Although a somewhat less direct method, metaphors and stories will sometimes be used in
an effort to illustrate and reinforce points that the REST therapist is trying to make (Di
Giuseppe et al., 2014). Thus, the son who is so concerned about his aging mother might be
told something like, ''You know, your mother reminds me of the Empire State Building.
Despite the fact that the building is aging, and from another era, it still stands erect and
strong in the middle of the city."

(SHORT EXPLANATION)
Metaphors and stories are sometimes used by REST therapists to help show and support
what they are trying to say, even though they are not as direct.

GIVING HOMEWORK

REST therapists will actively encourage their clients to practice many techniques at home
(DiGiuseppe, 2014).

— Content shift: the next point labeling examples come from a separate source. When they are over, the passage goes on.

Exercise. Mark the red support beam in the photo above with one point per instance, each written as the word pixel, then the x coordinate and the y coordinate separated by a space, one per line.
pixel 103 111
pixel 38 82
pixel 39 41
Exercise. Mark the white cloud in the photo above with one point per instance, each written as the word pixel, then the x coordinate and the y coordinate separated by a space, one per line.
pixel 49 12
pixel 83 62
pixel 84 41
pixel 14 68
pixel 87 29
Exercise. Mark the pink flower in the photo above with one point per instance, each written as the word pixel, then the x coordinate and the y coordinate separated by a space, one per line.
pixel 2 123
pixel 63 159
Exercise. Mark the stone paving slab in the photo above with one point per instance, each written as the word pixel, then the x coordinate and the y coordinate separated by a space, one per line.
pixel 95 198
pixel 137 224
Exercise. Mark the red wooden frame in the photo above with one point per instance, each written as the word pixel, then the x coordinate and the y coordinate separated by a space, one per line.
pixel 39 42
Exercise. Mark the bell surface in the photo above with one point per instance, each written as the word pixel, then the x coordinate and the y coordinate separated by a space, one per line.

For instance, it would be common for REST therapists to ask clients to
practice, on their own, any of the disputation techniques mentioned or any of a number of
other techniques, such as behavioral conditioning, bibliotherapy aimed at reading
materials to reinforce new ways of being, expression of feelings, assertiveness training, or
role-playing new behaviors. All of these techniques are tried with the intent of maintaining
the new, more rational belief system.

(SHORT EXPLANATION)
REST therapists urge clients to practice several strategies at home. REST therapists often
encourage clients to engage in disputation techniques or other methods, such
as behavioral conditioning, literature therapy, assertiveness training, or role-playing
new behaviors. All of these methods are used to maintain the new, rational belief system.